The implications of these restrained and disregardful developments between the United States and Pakistan impact its south Asian neighbours significantly. Recently, Anthony J. Blinken, the Secretary of State of the United States, made remarks about the Undemocratic Activities arising under the Prime Ministership of Sheikh Hasina of the Prominent National Party Awami League. She is also accused of imprisoning members and supporters of her rival Bangladesh National Party.  Notably, these statements come at a time when Bangladesh is about to conduct its next round of general elections in 2024, which will inevitably result in a dejected Bangladeshi government.   

Sri Lanka, another country in South Asia with historical ties to Pakistan, experienced power outages and fuel shortages at the beginning of 2022. The annual rate of inflation increased to 50%. With defaulted interest payments and soaring inflation, the island nation is once again in no position to engage in bilateral negotiations with the United States, With Sri Lanka owing 3 billion dollars to the International Monetary Fund. 


The deteriorating US-Pakistan relationship favours India due to economic conditions. However, US hostility towards Pakistan may lead to tensions and increased Chinese influence, requiring a plan to counter China’s expansionism.

All of this leaves the relationship between the United States and Pakistan as a zero-sum game, as the United States, faced with the destabilising economic conditions of South Asia, can only turn its attention to India, which has been doing exceptionally well since the recent signing of the Artemis accords, which further strengthens National security and Space-Ties between New Delhi and Washington.  

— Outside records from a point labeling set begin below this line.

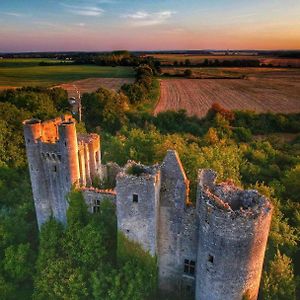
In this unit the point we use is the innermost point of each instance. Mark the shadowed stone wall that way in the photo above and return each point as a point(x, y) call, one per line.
point(233, 231)
point(57, 160)
point(137, 205)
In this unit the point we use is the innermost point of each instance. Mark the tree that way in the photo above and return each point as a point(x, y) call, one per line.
point(292, 183)
point(18, 262)
point(279, 282)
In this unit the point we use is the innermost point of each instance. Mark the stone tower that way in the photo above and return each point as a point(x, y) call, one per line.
point(57, 160)
point(177, 232)
point(213, 250)
point(137, 191)
point(233, 231)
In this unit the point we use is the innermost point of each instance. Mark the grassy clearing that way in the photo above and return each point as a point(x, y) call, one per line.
point(150, 104)
point(23, 72)
point(271, 73)
point(196, 59)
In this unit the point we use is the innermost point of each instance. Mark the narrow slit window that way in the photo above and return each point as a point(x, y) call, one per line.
point(96, 207)
point(135, 198)
point(189, 267)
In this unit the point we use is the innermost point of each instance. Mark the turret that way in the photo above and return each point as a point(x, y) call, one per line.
point(177, 234)
point(233, 231)
point(69, 152)
point(137, 204)
point(32, 134)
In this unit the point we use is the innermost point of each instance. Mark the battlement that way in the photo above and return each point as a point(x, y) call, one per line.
point(216, 248)
point(47, 131)
point(228, 197)
point(99, 191)
point(133, 170)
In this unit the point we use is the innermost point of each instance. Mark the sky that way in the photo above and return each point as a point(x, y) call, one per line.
point(97, 25)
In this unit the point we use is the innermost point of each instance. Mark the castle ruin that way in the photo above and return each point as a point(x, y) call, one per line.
point(213, 250)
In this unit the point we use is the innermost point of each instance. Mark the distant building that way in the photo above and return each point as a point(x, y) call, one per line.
point(213, 250)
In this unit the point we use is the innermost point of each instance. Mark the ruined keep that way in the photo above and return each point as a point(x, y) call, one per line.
point(58, 158)
point(213, 250)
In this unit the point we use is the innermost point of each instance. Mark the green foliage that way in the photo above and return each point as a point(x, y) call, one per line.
point(18, 262)
point(291, 182)
point(68, 257)
point(60, 280)
point(77, 213)
point(134, 278)
point(279, 283)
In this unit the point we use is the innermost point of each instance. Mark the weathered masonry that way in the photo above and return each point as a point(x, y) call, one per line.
point(213, 250)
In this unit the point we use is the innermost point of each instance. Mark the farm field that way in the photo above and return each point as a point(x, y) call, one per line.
point(92, 84)
point(23, 72)
point(250, 73)
point(195, 59)
point(271, 92)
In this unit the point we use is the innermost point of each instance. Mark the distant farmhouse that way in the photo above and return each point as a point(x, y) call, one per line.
point(213, 250)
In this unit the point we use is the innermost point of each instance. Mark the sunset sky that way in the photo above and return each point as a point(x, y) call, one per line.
point(92, 25)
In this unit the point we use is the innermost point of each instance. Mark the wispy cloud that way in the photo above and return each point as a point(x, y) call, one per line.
point(46, 24)
point(92, 11)
point(143, 18)
point(14, 14)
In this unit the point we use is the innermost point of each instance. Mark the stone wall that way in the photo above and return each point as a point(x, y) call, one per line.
point(57, 161)
point(137, 205)
point(93, 197)
point(177, 226)
point(233, 231)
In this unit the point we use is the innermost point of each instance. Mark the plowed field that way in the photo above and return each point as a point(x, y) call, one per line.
point(261, 95)
point(92, 84)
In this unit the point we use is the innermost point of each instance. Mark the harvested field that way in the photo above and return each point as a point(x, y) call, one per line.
point(196, 59)
point(92, 84)
point(278, 94)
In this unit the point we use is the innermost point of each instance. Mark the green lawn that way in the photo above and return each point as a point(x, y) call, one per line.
point(27, 72)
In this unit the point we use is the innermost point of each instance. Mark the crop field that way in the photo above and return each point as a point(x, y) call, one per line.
point(92, 84)
point(269, 92)
point(195, 59)
point(27, 72)
point(250, 73)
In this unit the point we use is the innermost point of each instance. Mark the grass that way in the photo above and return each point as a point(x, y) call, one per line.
point(235, 72)
point(27, 72)
point(153, 98)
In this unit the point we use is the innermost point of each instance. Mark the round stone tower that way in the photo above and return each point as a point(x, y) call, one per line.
point(69, 152)
point(32, 133)
point(233, 231)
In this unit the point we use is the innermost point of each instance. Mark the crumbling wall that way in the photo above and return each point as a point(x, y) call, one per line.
point(93, 197)
point(233, 232)
point(57, 161)
point(137, 206)
point(177, 226)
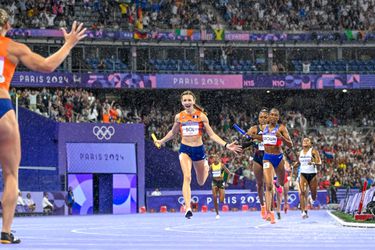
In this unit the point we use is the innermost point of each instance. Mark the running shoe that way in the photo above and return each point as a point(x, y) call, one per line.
point(8, 238)
point(304, 215)
point(286, 206)
point(263, 212)
point(273, 218)
point(188, 214)
point(278, 215)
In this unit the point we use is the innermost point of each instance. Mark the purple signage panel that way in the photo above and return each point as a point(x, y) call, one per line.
point(88, 133)
point(124, 193)
point(101, 157)
point(35, 79)
point(82, 186)
point(308, 81)
point(233, 199)
point(199, 81)
point(93, 80)
point(237, 36)
point(56, 198)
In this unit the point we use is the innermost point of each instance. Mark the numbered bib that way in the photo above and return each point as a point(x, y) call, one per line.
point(190, 129)
point(216, 173)
point(270, 139)
point(2, 78)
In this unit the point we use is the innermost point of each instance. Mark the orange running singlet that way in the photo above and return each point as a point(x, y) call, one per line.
point(7, 68)
point(191, 124)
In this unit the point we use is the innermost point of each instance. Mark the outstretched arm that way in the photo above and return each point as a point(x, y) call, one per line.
point(171, 133)
point(36, 62)
point(316, 157)
point(232, 146)
point(284, 134)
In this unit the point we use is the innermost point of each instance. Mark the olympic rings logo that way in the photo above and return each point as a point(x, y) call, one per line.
point(103, 132)
point(181, 200)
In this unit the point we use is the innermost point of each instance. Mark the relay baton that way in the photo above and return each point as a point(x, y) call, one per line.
point(154, 139)
point(240, 130)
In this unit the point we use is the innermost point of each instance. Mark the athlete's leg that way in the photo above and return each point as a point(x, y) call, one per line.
point(303, 192)
point(222, 194)
point(201, 170)
point(258, 172)
point(314, 187)
point(214, 195)
point(186, 164)
point(268, 180)
point(10, 156)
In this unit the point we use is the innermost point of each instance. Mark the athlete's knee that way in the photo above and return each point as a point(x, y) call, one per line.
point(187, 178)
point(313, 195)
point(269, 187)
point(201, 182)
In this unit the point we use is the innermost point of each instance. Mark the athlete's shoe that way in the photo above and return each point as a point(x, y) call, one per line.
point(304, 215)
point(188, 214)
point(278, 215)
point(263, 212)
point(286, 206)
point(8, 238)
point(273, 217)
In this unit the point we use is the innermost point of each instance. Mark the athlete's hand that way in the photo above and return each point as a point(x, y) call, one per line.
point(278, 134)
point(234, 147)
point(76, 34)
point(158, 143)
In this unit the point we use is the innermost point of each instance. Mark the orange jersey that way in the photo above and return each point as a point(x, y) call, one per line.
point(7, 68)
point(191, 124)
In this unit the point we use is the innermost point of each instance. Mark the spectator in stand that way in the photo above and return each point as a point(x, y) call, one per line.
point(21, 205)
point(31, 206)
point(46, 204)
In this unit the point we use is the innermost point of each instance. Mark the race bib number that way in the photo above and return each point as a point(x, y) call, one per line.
point(266, 165)
point(2, 78)
point(190, 129)
point(270, 139)
point(216, 173)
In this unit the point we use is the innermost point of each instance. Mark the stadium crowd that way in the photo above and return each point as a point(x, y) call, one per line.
point(344, 142)
point(293, 15)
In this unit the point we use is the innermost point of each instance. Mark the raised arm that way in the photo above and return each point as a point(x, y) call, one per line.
point(316, 157)
point(232, 146)
point(284, 135)
point(35, 62)
point(172, 132)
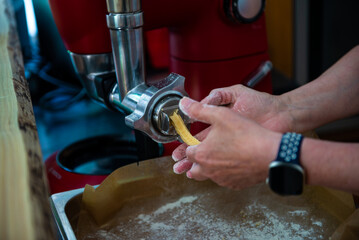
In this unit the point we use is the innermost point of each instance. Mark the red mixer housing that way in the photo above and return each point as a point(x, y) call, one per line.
point(201, 42)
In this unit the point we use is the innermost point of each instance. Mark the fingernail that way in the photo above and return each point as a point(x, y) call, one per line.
point(184, 104)
point(190, 149)
point(174, 158)
point(175, 168)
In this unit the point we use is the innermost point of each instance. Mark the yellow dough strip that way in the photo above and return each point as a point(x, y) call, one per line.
point(182, 130)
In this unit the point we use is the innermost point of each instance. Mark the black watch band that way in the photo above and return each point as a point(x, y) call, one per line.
point(286, 176)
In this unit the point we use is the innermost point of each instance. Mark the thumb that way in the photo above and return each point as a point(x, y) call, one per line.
point(199, 111)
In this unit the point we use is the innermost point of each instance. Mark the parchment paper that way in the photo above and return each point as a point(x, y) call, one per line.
point(148, 201)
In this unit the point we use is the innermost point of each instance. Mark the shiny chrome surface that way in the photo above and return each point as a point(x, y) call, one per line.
point(124, 21)
point(88, 66)
point(58, 204)
point(162, 112)
point(249, 8)
point(127, 45)
point(259, 74)
point(123, 6)
point(151, 105)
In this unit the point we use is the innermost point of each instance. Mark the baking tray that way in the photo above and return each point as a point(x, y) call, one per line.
point(254, 213)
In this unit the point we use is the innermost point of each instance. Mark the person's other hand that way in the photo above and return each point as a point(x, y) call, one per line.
point(235, 152)
point(267, 110)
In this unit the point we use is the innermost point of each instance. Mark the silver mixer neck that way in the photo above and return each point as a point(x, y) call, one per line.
point(151, 107)
point(117, 80)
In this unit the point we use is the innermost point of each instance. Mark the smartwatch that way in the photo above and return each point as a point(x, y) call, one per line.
point(286, 175)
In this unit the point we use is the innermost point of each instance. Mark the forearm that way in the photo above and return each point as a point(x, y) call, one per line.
point(331, 164)
point(333, 95)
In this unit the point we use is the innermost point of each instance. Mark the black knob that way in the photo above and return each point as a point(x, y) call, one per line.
point(244, 11)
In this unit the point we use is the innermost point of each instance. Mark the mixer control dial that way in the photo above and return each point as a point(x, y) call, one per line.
point(244, 11)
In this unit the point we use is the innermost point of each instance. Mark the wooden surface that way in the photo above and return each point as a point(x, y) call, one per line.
point(279, 21)
point(24, 206)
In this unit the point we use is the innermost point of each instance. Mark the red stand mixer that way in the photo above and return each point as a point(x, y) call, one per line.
point(212, 43)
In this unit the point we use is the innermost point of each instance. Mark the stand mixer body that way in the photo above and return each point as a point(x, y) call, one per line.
point(207, 44)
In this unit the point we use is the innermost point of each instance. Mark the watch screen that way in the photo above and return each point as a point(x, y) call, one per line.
point(286, 180)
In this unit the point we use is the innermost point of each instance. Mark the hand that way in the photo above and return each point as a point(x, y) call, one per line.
point(235, 152)
point(267, 110)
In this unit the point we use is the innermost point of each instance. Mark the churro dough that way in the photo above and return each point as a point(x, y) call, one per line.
point(181, 208)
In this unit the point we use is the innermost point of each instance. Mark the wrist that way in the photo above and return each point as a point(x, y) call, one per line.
point(288, 112)
point(286, 175)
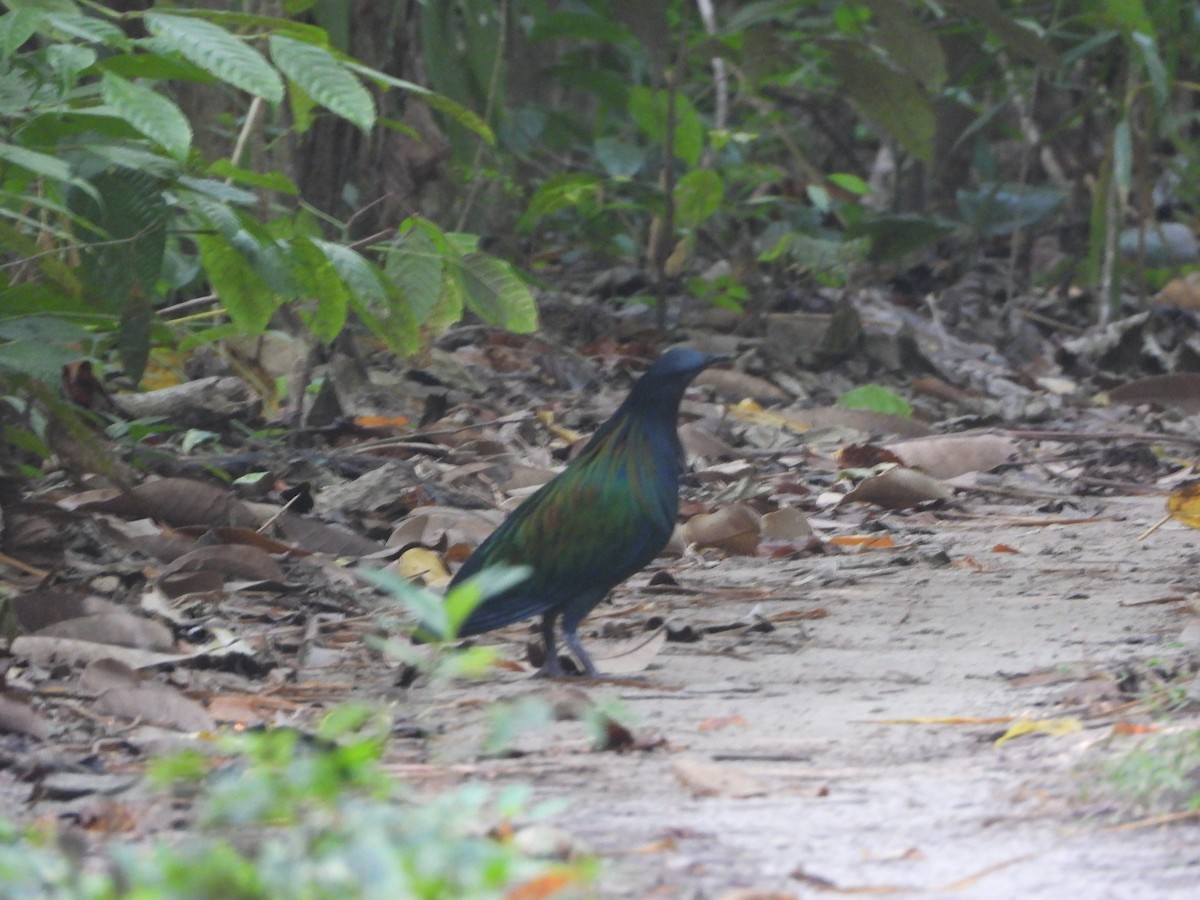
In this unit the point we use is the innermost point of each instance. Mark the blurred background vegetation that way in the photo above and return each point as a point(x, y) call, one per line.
point(175, 173)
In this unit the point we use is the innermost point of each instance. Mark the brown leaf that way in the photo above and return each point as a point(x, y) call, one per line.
point(898, 489)
point(951, 455)
point(48, 652)
point(113, 628)
point(241, 562)
point(17, 718)
point(1180, 390)
point(156, 703)
point(633, 655)
point(180, 502)
point(709, 779)
point(732, 528)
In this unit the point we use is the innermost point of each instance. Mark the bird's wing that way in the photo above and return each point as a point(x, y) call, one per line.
point(583, 533)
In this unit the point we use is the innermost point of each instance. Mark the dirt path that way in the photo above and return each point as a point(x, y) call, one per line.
point(846, 802)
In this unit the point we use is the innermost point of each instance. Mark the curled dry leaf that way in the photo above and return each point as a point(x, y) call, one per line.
point(1185, 504)
point(633, 655)
point(17, 718)
point(48, 652)
point(898, 489)
point(423, 565)
point(708, 779)
point(785, 523)
point(732, 384)
point(240, 562)
point(442, 526)
point(179, 502)
point(732, 528)
point(951, 455)
point(1179, 389)
point(113, 628)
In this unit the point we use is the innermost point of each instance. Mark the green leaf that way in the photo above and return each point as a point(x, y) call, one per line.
point(268, 180)
point(876, 399)
point(495, 292)
point(442, 103)
point(912, 45)
point(217, 52)
point(417, 267)
point(889, 99)
point(43, 165)
point(648, 109)
point(126, 235)
point(244, 294)
point(619, 159)
point(133, 336)
point(36, 360)
point(697, 196)
point(324, 79)
point(322, 288)
point(16, 28)
point(149, 112)
point(1122, 156)
point(1018, 36)
point(1159, 82)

Moreover, the US’s priorities and shifting foreign policy in the Indian subcontinent, with a key focus on Pakistan, may result in unwanted Tensions  between the two, allowing China, an economic superpower with its expansionist policies, to exert more influence in the region. Due to the strengthening of ties between the United States and India, they must address this issue immediately and devise a proposal on how to deal with The Red Dragon. 

In the end, the United States Government may not need to do much more than maintain an opportune silence on the country’s internal affairs and shaken National security and provide financial help with the help of international bodies like the World Bank and the International Monetary Fund.